The main repository of sarrac is: https://github.com/MetPX/sarrac As of 2022/12, development is on v3 compatible version of sarrac. The customer switched to sr3, so there is no need to continue with v2. The existing git branches and their roles:

  • development ... the default development branch, launchpad.net daily packages built from here.
  • pre-release ... v03 pre-release branch, tracks development punctually. launchpad.net pre-release packages built from here.
  • stable ... v03 release branch, tracks pre-release punctually. launchpad.net stable packages built from here.
  • v2 ... v2 development branch. (legacy)
  • v2_stable ... v2 release branch, tracks v2 punctually. (legacy)
  • issueXXX ... branch developed to address a particular issue.

Release Process

To note changes:
  • Compile once with -DSR_DEBUG_LOGS to verify that no msg_log calls have errors (compiler will report)
  • build package (without -DSR_DEBUG_LOGS) and install.
  • run some ./test scripts.
  • make trust_but_verify examine results, which include a valgrind run.
  • Run through a flow test.
  • dch, and add your points.
  • when ready to release, edit UNRELEASED to an appropriate status, usually unstable.
  • git commit #what you need to commit...
  • git tag <release> -m <release>
  • git push
  • git push origin <release>
  • go to Launchpad, and import source here.
  • go to launchpad, find the recipe and Request Build here.

Building RPMS

clone source to metpx-sr3c directory (needed by rpm build rules):

git clone https://github.com/MetPX/sarrac metpx-sr3c
cd sr3c

on Suse:

zypper addrepo https://download.opensuse.org/repositories/network:messaging:amqp/openSUSE_Leap_15.1/network:messaging:amqp.repo
zypper refresh
zypper install librabbitmq4 librabbitmq-devel
zypper install libopenssl-devel libjson-c-devel
make rpm_suse15

on Redhat/Centos:

make rpm_rhel7

( notes from: #73 )

Proposed Coding Style Guidelines

Generally, we used Linux Kernel C Guidelines

but with one pythonic affectation: You know Rule 1? about the tabs with 8 characters? This code base is normally indented like python instead, use four spaces, and not tabs.

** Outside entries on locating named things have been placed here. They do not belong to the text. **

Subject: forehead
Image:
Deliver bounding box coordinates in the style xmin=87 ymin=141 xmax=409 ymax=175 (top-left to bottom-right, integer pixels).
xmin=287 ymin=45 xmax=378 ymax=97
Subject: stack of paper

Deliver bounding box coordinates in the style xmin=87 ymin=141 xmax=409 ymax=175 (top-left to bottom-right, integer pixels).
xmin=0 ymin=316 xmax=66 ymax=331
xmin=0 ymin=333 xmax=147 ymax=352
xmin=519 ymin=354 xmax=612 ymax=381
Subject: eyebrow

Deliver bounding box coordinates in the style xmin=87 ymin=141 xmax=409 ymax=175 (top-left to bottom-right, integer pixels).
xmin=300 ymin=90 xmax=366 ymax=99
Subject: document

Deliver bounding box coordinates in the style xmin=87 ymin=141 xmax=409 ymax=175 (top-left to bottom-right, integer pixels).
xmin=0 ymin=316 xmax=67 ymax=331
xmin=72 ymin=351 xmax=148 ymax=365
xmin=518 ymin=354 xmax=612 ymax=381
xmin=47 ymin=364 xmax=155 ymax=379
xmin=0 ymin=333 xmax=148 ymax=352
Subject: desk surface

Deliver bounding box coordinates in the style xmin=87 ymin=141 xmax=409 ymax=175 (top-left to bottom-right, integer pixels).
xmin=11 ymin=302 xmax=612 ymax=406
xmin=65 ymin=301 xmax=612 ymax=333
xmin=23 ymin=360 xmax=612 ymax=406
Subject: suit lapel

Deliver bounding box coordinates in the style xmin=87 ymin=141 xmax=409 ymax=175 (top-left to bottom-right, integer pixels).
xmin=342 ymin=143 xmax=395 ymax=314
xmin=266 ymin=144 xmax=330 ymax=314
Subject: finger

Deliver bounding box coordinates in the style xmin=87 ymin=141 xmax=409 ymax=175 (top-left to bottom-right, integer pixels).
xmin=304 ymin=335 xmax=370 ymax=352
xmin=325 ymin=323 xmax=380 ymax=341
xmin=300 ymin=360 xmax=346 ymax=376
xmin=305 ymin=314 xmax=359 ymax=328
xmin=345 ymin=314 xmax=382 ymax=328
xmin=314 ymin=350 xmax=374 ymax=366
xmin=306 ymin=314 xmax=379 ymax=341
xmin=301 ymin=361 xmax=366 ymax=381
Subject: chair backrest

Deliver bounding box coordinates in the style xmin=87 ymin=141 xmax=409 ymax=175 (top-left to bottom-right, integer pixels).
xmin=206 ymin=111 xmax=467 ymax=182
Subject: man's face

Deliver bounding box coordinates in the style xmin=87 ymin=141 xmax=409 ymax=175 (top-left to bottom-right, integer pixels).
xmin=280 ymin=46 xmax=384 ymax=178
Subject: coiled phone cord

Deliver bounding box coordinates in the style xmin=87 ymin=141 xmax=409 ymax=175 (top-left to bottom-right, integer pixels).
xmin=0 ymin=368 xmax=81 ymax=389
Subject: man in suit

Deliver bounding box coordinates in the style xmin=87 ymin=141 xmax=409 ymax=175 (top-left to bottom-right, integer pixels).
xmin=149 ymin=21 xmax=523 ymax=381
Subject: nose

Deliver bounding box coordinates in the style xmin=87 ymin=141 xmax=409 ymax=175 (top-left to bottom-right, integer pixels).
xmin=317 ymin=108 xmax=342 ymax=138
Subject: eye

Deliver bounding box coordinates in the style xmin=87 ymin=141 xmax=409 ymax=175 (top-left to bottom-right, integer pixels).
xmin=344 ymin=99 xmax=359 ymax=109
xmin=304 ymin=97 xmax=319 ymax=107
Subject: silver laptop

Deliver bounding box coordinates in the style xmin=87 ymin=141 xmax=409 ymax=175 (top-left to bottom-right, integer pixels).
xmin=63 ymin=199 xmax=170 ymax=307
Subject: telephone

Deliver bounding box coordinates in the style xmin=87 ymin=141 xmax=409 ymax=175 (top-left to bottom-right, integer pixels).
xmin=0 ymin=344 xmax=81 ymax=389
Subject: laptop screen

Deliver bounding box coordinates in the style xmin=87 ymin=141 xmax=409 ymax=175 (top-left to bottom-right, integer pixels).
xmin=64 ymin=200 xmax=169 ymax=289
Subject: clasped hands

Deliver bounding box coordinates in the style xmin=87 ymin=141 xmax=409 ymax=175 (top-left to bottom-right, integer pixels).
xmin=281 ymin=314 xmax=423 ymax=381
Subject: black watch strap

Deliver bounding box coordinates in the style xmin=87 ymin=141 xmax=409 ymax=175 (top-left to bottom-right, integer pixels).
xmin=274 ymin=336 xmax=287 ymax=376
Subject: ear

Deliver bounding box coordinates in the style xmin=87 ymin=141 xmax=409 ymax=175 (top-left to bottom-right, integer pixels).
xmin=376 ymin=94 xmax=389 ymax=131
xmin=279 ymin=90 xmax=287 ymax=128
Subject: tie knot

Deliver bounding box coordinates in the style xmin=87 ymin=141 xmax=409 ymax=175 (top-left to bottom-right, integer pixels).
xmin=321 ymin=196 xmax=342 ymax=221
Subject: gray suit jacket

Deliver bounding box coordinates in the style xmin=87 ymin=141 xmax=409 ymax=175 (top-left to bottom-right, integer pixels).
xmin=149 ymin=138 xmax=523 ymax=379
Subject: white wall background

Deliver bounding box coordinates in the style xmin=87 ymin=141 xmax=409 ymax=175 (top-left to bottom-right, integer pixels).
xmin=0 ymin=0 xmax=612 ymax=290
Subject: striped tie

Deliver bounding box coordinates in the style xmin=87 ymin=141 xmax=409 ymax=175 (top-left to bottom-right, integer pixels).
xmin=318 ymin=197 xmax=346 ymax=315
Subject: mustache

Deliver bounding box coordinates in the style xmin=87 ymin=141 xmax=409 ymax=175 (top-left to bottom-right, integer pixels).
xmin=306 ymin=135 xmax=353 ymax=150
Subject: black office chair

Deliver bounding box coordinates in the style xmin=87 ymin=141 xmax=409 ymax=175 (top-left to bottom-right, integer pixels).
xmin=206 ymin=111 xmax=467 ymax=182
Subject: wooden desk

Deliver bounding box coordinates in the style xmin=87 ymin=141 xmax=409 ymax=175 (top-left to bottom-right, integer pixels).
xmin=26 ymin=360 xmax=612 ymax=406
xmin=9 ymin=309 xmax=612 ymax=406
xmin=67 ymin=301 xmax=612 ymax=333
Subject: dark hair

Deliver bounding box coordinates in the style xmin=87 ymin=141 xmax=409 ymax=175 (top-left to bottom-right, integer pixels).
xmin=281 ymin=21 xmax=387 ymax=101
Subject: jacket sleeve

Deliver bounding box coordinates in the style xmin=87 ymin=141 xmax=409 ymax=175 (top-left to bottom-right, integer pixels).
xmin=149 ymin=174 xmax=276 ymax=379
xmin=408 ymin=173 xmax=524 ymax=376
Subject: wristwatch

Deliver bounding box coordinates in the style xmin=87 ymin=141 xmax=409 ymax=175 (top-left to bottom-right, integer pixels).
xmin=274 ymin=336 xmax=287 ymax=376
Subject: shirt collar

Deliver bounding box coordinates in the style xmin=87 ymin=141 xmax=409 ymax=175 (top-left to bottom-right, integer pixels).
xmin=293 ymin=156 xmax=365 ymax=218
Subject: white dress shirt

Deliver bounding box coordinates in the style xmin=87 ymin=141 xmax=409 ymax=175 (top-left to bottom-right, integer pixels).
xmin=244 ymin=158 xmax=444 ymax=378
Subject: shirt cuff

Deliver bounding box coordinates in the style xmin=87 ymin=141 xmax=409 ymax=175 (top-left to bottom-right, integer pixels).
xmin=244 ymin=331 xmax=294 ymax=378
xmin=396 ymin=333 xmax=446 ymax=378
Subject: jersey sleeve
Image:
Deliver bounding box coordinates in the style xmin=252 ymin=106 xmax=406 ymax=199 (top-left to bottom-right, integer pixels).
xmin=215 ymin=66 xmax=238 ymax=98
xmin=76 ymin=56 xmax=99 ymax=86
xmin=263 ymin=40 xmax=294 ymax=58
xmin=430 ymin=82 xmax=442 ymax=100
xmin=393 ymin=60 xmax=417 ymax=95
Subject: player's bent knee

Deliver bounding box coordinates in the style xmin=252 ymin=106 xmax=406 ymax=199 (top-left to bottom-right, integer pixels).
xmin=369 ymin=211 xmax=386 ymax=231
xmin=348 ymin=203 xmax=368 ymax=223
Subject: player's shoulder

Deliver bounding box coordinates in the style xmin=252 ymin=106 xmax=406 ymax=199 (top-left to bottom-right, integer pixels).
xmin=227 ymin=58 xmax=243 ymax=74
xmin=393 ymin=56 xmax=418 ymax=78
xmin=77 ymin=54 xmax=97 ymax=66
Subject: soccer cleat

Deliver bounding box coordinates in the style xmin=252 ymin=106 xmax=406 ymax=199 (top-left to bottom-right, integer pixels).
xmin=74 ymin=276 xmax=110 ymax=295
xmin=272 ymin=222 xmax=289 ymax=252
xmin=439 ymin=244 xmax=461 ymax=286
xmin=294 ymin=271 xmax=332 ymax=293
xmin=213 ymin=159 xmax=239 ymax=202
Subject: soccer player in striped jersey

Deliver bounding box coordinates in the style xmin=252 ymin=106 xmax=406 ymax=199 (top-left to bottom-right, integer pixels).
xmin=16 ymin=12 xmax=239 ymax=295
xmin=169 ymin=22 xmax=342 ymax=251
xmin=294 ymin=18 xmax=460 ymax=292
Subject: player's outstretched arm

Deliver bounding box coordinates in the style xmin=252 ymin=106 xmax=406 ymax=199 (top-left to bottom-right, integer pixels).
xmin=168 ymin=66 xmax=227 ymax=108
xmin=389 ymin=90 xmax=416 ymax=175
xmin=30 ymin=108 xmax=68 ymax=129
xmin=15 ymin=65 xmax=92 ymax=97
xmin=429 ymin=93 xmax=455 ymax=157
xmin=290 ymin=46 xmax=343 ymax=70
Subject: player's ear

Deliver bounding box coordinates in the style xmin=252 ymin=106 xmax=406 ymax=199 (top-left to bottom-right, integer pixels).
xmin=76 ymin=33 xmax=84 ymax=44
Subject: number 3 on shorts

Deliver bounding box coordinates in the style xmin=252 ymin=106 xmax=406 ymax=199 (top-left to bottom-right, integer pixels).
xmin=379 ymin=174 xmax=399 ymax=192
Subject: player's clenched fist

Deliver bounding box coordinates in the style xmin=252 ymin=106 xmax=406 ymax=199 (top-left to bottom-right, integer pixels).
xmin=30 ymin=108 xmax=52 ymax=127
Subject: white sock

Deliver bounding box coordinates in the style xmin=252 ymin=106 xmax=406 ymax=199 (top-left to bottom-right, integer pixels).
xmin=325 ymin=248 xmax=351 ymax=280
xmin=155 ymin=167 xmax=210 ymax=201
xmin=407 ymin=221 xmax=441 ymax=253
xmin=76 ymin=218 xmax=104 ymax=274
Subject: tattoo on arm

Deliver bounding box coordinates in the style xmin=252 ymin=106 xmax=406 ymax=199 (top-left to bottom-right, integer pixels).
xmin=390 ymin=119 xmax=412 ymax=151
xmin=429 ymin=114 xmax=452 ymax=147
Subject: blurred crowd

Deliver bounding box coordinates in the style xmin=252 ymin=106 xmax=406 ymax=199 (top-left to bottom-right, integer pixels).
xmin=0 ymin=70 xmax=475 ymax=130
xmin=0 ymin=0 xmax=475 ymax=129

Also, in terms of documenting code, when adding new things one should add comments keeping in minde compatbility with doxygen Examples:

/**
 *  descriptive comment above a struct or function declaration.
 */ 

/**
 * sr_config_find_one() - find the name configuration file name 
 * \param sr_cfg:       The configuration to be updated with the configuration found.
 * \param original_one: The name provided by the user.
 *
 * Return pointer to the matching mask if there is one, NULL otherwise.
 * The pointer to char will hold the absolute path of the config file corresponding to original_one
 *
 * Return: pointer to a static char buffer with a path name to the corresponding configuration file.
 */

char foo; /**< description of foo class member */

The code has a mix of comments is not entirely doxygen friendly just yet. Feel free to improve. Other than that... the kernel C guidelines are the rule.

FIXME: We ran a code reformatter on it once... should probably repeat from time to time, would be useful to document which one was used. I believe it undoes for the pythonic exception.